Last Thursday, it was George’s carefully written majority opinion that legalized same-sex marriage in California. By nightfall, at the same West Hollywood intersection where a dummy of Pete Wilson went up in flames, gay activists stood on a stage and publicly lauded the judge as “courageous.” Speaker after speaker also praised another Republican, Gov. Arnold Schwarzenegger, for promising to “fight” against a November ballot measure that could still outlaw gay marriage in the Golden State.
Pete Wilson was never mentioned during the hourlong rally, and the activists didn’t focus on the political parties, but a curious theme had developed in West Hollywood: Powerful Republicans, through happenstance and well-orchestrated public policy, were leading the charge for the legalization and defense of same-sex marriage in California. It was something state Democrats, the seemingly natural allies of the gay-rights movement, could never completely pull off.
WHEN ROBIN TYLER, a plaintiff in last week’s historic case and a gay-rights advocate for more than 40 years, realized many months ago that the California State Supreme Court was jammed with Republicans, she was anything but fearful. “I was thrilled,” she says. “I thought we’d stand more of a chance. I think a Democratic court might have shied away because of the issue of the (presidential) election.”
In fact, Tyler’s 2004 lawsuit against Los Angeles County seeking the right to marry her lesbian partner caused quite a commotion among some California Democrats, who apparently wanted nothing to interfere with Senator John Kerry’s ousting of President George Bush from the White House. Though Tyler declined to give a full list of names, the North Hills resident says she received two particularly disturbing phone calls from Democratic operative Jean Harris and prominent gay-rights advocate Evan Wolfson. “They yelled at me for not giving them a ‘heads-up’ and for filing at all,” Tyler says.

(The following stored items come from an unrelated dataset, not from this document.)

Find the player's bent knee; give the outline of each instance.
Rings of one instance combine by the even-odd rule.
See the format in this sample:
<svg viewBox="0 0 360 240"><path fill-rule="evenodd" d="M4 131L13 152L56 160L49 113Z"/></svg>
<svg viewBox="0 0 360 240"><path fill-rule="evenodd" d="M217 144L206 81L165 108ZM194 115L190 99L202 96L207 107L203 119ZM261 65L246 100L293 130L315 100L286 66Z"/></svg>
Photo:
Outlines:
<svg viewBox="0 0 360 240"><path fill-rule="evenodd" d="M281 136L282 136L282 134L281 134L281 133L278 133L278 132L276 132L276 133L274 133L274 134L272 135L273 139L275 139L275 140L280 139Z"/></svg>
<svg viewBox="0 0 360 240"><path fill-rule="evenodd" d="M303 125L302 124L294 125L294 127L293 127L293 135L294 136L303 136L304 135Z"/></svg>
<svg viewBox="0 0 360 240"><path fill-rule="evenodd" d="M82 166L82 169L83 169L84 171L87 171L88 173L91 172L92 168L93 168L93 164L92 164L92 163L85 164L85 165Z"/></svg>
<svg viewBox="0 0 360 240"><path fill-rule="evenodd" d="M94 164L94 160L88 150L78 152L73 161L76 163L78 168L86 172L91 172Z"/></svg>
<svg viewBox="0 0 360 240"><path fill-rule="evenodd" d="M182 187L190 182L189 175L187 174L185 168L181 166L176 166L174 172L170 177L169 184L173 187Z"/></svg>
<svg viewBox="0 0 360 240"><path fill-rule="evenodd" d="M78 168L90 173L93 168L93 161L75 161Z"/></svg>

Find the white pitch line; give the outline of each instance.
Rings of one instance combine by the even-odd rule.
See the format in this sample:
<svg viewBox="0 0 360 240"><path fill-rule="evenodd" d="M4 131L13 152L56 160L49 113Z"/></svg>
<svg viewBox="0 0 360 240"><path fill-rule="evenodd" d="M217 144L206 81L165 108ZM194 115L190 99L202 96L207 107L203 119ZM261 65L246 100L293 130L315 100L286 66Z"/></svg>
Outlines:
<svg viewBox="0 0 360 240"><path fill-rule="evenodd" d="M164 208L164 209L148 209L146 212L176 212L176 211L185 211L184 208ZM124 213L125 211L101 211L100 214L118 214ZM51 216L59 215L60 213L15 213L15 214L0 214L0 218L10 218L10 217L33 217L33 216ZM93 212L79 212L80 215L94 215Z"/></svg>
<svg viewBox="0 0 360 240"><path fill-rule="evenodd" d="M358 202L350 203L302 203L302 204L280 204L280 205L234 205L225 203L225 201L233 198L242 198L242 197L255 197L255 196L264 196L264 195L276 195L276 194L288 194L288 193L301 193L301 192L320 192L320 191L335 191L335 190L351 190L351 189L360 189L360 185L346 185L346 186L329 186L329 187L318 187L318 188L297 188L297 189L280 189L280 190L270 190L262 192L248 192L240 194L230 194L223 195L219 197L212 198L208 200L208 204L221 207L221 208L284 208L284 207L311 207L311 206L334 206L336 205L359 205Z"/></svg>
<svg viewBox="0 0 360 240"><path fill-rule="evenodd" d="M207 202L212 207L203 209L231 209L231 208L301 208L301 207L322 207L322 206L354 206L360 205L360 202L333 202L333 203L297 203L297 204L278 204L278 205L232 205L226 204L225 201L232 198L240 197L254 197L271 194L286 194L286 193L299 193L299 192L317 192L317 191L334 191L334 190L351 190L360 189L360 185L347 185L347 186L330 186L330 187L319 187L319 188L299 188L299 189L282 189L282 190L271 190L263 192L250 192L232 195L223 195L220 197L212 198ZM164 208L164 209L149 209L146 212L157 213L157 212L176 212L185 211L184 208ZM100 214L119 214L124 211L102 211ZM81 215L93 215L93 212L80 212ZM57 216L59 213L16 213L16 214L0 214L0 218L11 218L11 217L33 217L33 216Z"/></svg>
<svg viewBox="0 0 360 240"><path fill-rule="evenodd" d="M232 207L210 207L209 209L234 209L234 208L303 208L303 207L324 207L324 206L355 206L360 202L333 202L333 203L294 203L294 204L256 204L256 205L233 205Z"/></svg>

Troy Perry, plaintiff in the case and another gay-rights pioneer, who in 1969 presided over the first public same-sex-marriage ceremony in America’s history, says he also received a call from Wolfson. “He told me to wait until the time was right,” Perry recalls. “It absolutely had to do with the [2004] election. And this wasn’t the first time I’ve had to fight my community around election time.”

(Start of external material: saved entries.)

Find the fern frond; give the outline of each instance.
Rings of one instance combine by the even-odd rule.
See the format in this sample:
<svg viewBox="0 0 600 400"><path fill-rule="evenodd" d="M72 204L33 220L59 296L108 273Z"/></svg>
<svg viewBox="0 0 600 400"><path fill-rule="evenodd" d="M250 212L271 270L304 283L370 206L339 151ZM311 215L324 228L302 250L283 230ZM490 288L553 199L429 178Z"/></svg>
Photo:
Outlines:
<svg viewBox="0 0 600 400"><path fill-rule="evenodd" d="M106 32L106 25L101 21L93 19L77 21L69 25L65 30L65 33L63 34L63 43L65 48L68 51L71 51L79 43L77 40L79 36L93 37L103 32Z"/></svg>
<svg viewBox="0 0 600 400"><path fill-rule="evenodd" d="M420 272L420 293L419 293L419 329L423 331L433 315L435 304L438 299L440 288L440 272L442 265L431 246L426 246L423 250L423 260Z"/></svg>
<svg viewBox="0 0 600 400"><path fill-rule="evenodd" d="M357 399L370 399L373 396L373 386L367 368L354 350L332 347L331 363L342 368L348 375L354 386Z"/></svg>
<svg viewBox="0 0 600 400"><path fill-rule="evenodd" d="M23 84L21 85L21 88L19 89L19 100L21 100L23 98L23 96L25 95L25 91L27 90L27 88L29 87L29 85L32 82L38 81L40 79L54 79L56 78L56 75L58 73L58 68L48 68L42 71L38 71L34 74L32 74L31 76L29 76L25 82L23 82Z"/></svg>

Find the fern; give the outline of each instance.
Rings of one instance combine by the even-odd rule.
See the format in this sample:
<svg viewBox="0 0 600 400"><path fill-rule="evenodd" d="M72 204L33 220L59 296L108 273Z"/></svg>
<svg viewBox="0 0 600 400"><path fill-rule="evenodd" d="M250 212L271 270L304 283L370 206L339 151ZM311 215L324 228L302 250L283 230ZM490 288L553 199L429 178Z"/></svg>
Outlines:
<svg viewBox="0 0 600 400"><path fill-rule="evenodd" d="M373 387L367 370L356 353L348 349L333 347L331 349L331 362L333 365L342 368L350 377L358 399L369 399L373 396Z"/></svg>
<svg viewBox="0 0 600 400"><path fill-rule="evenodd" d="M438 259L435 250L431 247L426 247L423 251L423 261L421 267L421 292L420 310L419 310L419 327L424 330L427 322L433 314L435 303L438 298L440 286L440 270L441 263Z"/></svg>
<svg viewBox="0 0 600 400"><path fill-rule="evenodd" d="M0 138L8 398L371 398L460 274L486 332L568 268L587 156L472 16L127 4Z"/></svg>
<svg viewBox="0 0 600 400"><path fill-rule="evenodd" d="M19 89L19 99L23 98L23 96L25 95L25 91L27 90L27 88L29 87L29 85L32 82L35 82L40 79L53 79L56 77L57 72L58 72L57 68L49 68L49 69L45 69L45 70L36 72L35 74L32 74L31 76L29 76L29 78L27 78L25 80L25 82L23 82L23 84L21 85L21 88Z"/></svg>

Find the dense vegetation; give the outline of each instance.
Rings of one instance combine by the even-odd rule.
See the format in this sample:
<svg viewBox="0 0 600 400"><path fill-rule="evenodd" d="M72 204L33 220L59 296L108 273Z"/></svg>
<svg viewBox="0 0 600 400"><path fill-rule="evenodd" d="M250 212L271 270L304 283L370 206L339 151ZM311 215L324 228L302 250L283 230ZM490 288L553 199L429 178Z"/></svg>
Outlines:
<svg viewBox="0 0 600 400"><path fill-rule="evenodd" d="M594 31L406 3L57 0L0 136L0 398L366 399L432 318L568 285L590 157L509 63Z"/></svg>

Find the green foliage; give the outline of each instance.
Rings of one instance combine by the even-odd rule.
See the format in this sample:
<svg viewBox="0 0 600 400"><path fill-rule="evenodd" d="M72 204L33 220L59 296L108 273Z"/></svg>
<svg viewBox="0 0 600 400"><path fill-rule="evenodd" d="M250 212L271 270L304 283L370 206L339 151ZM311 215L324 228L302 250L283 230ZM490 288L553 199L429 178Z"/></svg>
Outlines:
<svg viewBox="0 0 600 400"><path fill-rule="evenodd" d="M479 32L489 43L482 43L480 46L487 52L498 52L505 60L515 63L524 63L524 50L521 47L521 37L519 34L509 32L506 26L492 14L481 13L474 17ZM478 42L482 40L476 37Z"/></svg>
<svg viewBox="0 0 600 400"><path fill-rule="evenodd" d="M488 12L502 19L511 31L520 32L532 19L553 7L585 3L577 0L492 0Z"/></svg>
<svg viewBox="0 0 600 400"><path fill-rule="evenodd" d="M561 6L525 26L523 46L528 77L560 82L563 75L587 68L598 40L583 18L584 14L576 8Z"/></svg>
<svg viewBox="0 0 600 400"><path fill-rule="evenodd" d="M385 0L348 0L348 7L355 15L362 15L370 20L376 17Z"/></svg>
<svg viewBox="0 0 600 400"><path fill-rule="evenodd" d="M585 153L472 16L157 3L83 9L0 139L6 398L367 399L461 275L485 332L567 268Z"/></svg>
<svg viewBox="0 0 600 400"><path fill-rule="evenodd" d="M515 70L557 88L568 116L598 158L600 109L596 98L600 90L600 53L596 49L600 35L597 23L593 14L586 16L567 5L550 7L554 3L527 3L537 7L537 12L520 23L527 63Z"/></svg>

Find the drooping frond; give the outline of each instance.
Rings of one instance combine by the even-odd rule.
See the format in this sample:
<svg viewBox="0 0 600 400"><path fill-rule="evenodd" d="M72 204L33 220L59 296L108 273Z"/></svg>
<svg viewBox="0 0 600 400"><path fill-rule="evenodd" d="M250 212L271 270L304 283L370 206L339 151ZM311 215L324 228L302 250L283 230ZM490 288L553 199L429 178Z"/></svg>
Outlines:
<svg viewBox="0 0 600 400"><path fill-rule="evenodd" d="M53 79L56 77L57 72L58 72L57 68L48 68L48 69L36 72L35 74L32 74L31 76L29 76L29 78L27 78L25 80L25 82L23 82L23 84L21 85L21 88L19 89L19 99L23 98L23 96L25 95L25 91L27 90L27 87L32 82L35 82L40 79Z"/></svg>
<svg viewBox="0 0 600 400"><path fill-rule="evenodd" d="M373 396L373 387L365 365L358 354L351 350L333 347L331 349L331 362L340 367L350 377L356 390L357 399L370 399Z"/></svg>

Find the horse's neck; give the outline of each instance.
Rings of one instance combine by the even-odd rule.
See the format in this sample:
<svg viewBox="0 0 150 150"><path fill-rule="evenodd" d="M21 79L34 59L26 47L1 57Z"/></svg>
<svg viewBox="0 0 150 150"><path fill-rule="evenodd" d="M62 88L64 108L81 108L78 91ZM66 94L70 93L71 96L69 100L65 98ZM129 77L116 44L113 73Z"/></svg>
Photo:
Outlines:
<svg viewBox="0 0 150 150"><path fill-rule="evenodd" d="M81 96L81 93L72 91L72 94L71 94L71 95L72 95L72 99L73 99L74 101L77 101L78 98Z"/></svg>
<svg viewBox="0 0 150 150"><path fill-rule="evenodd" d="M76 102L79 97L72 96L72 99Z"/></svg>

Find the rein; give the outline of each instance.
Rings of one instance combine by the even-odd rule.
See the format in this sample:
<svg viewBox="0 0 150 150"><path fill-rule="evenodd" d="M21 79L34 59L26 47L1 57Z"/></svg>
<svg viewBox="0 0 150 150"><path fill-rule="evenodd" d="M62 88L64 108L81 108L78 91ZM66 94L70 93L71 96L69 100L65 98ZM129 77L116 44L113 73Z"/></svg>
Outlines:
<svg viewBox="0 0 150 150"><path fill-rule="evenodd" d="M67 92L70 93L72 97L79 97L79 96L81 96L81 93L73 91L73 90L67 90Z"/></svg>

Harris couldn’t be reached for comment, but Wolfson, who describes himself as “nonpartisan,” says the fear of putting Kerry on the spot with a dramatic gay-marriage lawsuit wasn’t the reason for the phone calls. “It certainly wasn’t about the election,” the lawyer says. “My advice has always been that we need to work together, and simply filing a lawsuit isn’t enough to win on its own. We need to educate the public first.”
Perry and Tyler, two battle-tested veterans of the gay-rights struggle, obviously didn’t listen to the unsolicited advice, and now they can legally marry their longtime partners. One of the key people who placed the couples at the altar wasn’t a Democratic insider or an influential activist. He was a Republican named George.
George grew up in Los Angeles and methodically climbed the ranks of the California judiciary circuit. He was first appointed to Los Angeles Municipal Court by then-governor Ronald Reagan in 1972. Five years later, Gov. Jerry Brown, a Democrat, appointed him to the Los Angeles Superior Court. After a four-year stint on the Court of Appeals, Wilson sat George on the California State Supreme Court, elevating him to chief justice in 1996.
“It is fair to say that Ronald George sees cases without a partisan glint,” says Douglas Kmiec, Caruso Family Chair in Constitutional Law at Pepperdine University, “and judges them within their own case-by-case framework. One of the reasons the [gay] marriage cases will likely have credibility is because he does.”